Slipping into the water because of a missed step or an unexpected change in the currents is no way to experience the great outdoors. Some things, like torrential rain, a floundering life raft or a catastrophic flood are completely out of your control. Even if you are confidently prepared for every survival contingency, it won’t matter if your gear gets completely soaked. Wet matches, wet socks, wet bandages or wet sleeping bags won’t help whatever the situation has befallen you. Keeping your gear stored and transported in a dry bag will greatly increase the usability of your gear, and more importantly, your chances of survival. But these aren’t your regular dry bags.
For years, cheaply-made roll-down sacks were the only choice available to keep your gear dry. Watershed developed not just a standard dry bag, but it revolutionized the concept of keeping gear dry by reinventing the very bag itself, from the top closure down to the bottom seams.
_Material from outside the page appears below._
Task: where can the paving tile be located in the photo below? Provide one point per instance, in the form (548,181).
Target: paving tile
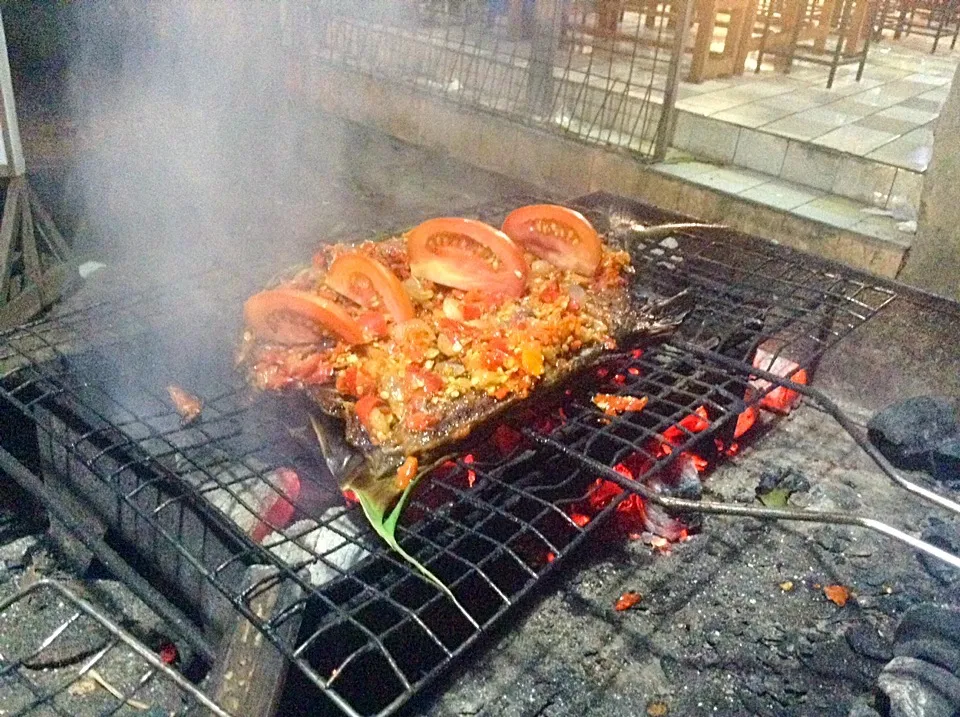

Similar to a standard freezer bag, the Watershed bags lock shut, keeping out water and moisture, but also making it completely airtight. The bags don’t need to be rolled over, and even under the pressure of three hundred feet of water, the ZipDry seal will maintain its integrity. To release the strong seal, insert your thumbs into the straps and slide your hands past each other (don’t pull away as it will not give).
Another element of the previous generation of “dry” bags that tended to fail was the fabric itself. A cloth fabric coated with a layer of PVC became stiff in the cold, deteriorated in the sun, and eventually cracks and leaks. The 420-Denier Cordura nylon ripstop fabric of the Watershed bags is coated in a polyurethane that maintains its flexibility at all temperatures and is five times more resistant to abrasions and the elements than standard PVC. The fabric is UV and chemical resistant, and according to Watershed, will never crack, fade or lose its flexibility.
Instead of sewing or gluing the seams together, Watershed uses radio frequencies to weld the layers of fabric into a single piece of material. The handles and buckles are stitched to military specifications (and not just because these bags are used by the U.S. Military). Watershed offers a variety of products broken down into two categories: recreation and military. Duffel bags, backpacks, boat and kayak bags, and smaller urban packs round out the recreation portion (they also feature the Torpedo gun case that will keep your rifle dry — and it floats!), while the military side offers larger bags specifically to hold an assortment of gear, including three larger weapons bags.
With a capacity of 4,500 cubic inches, this 27-inch-tall pack comes from Watershed’s military line. It has removable backpack straps and waist belt. There are compression straps on the sides and back to keep the gear stowed tightly. The 21-inch-wide opening (which is three inches larger than the bag’s body) provides easy access to the entire pack. Its most important feature is that the pack, when sealed, is buoyant enough to float not only your gear, but you as well. On the outside is an inflation tube to add more air once in the water. It comes in three colors, alpha green, black, or MultiCam and weighs just over four pounds empty.
According to Watershed, this is one of its most popular and versatile duffel bags. At 20 inches long and 12 inches high, it holds an impressive 1,800 cubic inches of gear and tips the scales at just under two pounds. Compression straps keep the 17-inch ZipDry seal tucked down while in transport (on the sides and top). The handles are rugged and incorporated into the strap material at their bases and lash points. Available colors are orange, blue, coyote, black, clear, and MultiCam.
Editor’s note: A version of this article first appeared in the August 2015 print issue of American Survival Guide.